Director of Residence Life Scott Mudloff said that Merlini closed this year because of the low number of on-campus students, the same reason it was initially closed for the 2018-2019 school year.
“The four [residence] buildings as a whole were sitting at about 60 to 70 percent full. If we were to have closed Merlini again, that pushed all the occupancy rates up to about 94 percent full,” Mudloff said.
He said that there was almost no interest in the pet-friendly living option.
Mudloff said that there are 225 students currently living on campus, but that the four buildings together have the capacity to hold almost 400.
“Our main goal when we look at something like that is to just make sure there is a good environment in each of the buildings. So if the building’s sitting there two-thirds full, it’s not going to be as lively, it’s not going to be as vibrant…. It’s going to be kind of dead,” Mudloff said.

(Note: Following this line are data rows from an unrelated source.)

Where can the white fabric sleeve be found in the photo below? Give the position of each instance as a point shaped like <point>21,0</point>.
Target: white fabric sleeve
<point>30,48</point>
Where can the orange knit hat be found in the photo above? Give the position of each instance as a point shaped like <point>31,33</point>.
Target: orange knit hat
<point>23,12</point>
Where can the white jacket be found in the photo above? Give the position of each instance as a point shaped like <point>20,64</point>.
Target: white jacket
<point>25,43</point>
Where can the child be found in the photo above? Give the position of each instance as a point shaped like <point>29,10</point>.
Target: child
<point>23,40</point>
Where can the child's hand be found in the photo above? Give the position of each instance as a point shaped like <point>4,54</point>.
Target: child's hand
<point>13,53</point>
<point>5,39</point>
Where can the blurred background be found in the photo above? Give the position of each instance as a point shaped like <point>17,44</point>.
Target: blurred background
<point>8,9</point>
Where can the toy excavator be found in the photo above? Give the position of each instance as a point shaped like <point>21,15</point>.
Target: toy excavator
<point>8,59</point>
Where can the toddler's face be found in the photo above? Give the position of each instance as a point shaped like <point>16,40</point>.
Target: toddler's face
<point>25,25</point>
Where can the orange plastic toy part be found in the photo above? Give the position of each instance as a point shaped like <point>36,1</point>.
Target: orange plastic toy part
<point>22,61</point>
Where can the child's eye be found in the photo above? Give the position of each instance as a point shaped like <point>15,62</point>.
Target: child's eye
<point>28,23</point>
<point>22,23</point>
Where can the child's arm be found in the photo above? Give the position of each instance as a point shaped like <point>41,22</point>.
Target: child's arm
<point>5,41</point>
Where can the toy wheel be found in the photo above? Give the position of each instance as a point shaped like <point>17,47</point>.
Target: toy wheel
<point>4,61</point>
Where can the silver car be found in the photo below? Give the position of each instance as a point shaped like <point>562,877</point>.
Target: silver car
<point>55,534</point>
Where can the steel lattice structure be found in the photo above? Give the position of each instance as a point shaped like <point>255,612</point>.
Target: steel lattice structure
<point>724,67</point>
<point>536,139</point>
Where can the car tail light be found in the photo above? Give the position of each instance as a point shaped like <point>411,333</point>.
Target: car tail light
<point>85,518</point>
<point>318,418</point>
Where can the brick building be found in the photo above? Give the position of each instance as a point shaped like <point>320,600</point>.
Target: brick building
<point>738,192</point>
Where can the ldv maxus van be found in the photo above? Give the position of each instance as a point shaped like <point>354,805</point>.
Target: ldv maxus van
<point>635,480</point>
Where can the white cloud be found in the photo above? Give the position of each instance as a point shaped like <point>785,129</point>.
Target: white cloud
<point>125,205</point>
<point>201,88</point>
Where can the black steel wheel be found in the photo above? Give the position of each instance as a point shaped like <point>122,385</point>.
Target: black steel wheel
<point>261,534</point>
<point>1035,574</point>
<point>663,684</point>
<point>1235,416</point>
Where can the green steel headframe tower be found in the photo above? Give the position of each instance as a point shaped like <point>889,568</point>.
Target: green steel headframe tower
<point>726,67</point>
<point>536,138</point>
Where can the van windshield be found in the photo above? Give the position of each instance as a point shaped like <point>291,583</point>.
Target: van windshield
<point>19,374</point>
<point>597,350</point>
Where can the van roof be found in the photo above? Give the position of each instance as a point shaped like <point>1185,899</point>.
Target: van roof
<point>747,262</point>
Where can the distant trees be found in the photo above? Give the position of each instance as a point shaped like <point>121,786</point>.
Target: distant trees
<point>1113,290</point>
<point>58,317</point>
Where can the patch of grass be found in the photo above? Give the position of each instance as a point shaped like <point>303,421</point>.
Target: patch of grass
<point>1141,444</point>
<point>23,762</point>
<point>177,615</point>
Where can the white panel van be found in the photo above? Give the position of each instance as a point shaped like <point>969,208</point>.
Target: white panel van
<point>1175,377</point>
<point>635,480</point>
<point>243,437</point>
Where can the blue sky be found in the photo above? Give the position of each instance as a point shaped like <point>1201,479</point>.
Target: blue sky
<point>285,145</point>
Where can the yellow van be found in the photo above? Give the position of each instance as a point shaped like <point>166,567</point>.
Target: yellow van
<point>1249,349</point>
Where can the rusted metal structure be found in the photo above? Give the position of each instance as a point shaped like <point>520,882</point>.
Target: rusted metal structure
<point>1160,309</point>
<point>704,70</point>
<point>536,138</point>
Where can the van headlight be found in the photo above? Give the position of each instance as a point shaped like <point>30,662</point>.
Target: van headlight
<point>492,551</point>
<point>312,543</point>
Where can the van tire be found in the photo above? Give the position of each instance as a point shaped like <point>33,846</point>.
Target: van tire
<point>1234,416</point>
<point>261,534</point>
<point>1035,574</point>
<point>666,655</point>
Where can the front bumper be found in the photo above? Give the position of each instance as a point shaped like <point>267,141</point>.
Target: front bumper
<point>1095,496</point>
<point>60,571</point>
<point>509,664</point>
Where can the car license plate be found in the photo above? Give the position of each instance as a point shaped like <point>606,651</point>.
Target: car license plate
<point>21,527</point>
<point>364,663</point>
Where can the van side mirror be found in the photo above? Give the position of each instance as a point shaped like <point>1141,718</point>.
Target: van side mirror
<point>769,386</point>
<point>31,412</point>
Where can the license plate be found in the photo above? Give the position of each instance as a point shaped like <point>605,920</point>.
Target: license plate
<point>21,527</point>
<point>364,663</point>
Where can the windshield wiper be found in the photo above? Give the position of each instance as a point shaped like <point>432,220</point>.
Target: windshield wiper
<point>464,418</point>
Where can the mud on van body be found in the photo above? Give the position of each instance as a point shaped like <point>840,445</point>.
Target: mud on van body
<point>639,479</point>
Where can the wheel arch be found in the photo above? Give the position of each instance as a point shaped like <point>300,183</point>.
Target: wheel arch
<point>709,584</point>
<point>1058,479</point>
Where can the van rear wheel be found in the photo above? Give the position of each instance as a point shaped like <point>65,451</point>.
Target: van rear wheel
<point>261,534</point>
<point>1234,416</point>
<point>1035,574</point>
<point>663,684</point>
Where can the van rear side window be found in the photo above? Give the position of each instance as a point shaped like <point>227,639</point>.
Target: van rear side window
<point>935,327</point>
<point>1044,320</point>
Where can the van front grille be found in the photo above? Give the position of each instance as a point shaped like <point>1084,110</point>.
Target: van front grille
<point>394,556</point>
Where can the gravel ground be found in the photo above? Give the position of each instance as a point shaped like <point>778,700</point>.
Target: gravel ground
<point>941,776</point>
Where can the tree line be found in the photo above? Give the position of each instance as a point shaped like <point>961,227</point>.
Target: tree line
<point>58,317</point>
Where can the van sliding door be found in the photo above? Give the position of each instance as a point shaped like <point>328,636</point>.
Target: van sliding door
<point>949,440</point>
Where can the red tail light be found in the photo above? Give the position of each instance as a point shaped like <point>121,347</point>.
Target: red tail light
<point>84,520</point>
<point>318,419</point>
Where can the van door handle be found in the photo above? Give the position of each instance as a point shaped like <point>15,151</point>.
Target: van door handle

Jennifer Gantz, Newman’s chief financial advisor, said that, while administration was hoping that there would be enough incoming on-campus students to fill Merlini this year, there are benefits to consolidating students.
“I think the biggest is that... more people will enhance the experience,” Gantz said.
Mudloff said that, although Newman is able to keep most students who start out living on campus, the university has not seen many new students opt to live in the residence halls.
Mudloff said it gets more and more challenging to get students to live on campus because the new generation of students coming to Newman tends to want to stay at home.
Junior Mac Foley, who had signed up to live in a single occupancy room in Merlini, said that he is not upset about having to live in Beata Hall instead.
“With anything, my plans changed, and so, while I was not planning on living with four other roommates, and not planning on having to share space with other people… I understand that… you got to do what you got to do for the team….” Foley said.
Foley said that he got in touch with Mudloff when he became aware that Merlini might not be reopening and chose Beata as his second preference.
“I think it was easier on [Mudloff] because the other three people that were in my dorm last year, they all wanted to live in Beata also. So it was easier for Scott to just be like, ‘Yeah, we’ll just put you four back together and then add one more person…. ’” Foley said.
The 46 students who signed up to live in Merlini this fall but were moved to one of the three other halls received the same rate they would have had if they had been able to live in Merlini.
Mudloff said that, had Merlini reopened, it would have received some maintenance work, which would have included fixing water damage in the main lobby. Ultimately, however, Mudloff said, the life expectancy of Merlini Hall is coming to an end.
Gantz said that there are no immediate plans for Merlini.
“I wish that we had immediate plans to do some changes, but we [don’t], at least not in the next year or two,” Gantz said.